Despite strong pessimism that the Pak-Afghan jirga cannot succeed without the participation of the Taliban, Pakistan’s delegation members and Afghan consulate staff looked hopeful.
“Inshallah, the jirga will deliver the desired results,” a jirga member from North Waziristan told Daily Times at the consulate where special arrangements were made to issue visas to tribesmen. The Interior Ministry has directed all passport offices in the NWFP to prepare passports for jirga members on a priority basis.
Inclusion of women in peace Jirga sought
By our correspondent
The News - International, Pakistan
PESHAWAR: Civil society organisations have asked the government to give representation to women in the Pak-Afghan Peace Jirga being held in Kabul in the second week of August.
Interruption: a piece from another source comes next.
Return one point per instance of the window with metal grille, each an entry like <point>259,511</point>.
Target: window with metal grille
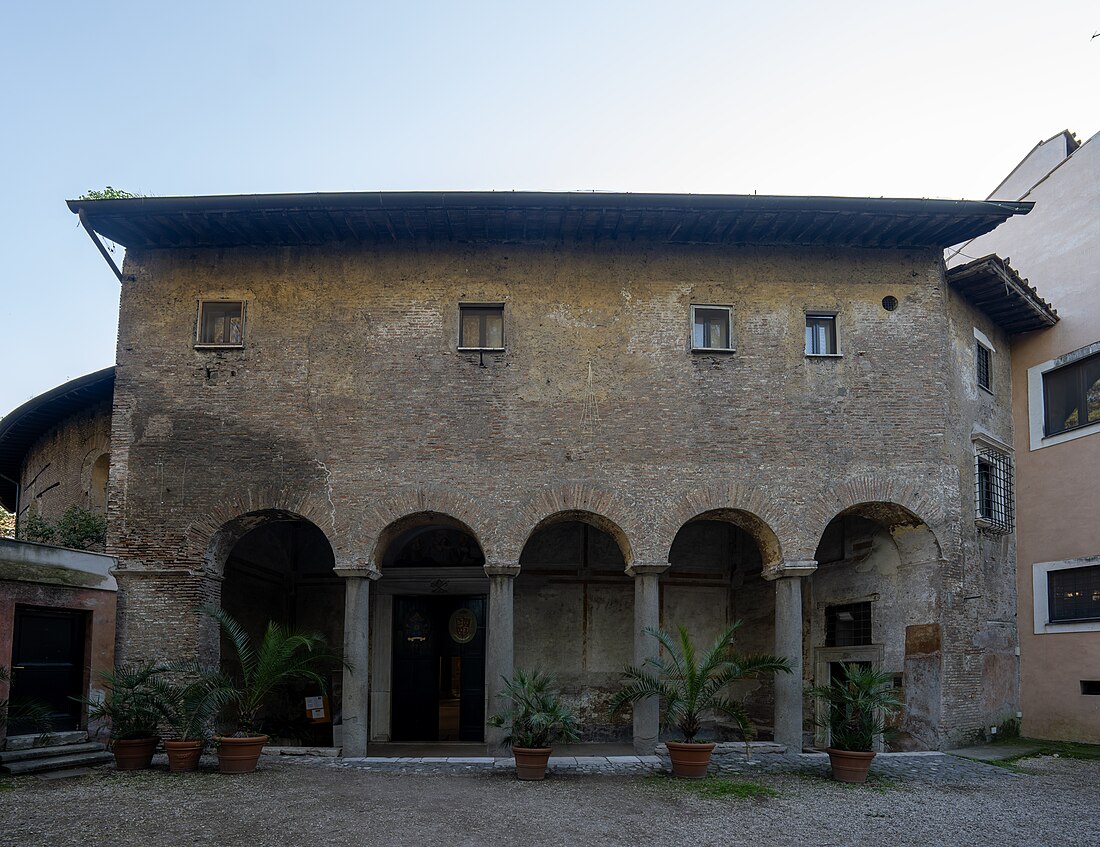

In a press release issued here on Thursday, the Alliance for Protection of Human Rights (APHR), a group of civil society organisations, flayed the exclusion of women from the three-day peace Jirga to be held from August 9 to 11.
The alliance said that women constituted 48 per cent of the population of Pakistan. It pointed out that women were also the victims of the violence gripping Afghanistan and parts of Pakistan.
It was highly regrettable that the Pakistani authorities did not nominate women for the Jirga, depriving them of the chance to air the grievances and suggest steps for bringing about a durable peace in the region, it added.
The HPHR members, including the Human Rights Commission of Pakistan, Aurat Foundation, Khwendo Kor, Shirkat Gah, Sungi Foundation, Human Resource Management and Development Centre, Strengthening Participatory Organisation and Noor Education Trust, deplored that the Pakistan government had totally ignored women while appointing delegates to the Jirga, while at the same time the Afghan government gave due importance to women by including them in the proposed peace forum.
The APHR asked the Pakistan government to forthwith name woman delegates for the Jirga so that the whole population of the country is duly represented. It said the lack of women would make the Jirga a fruitless exercise. It urged the government to give 33 per cent representation to women on the Jirga to make it a truly representative gathering.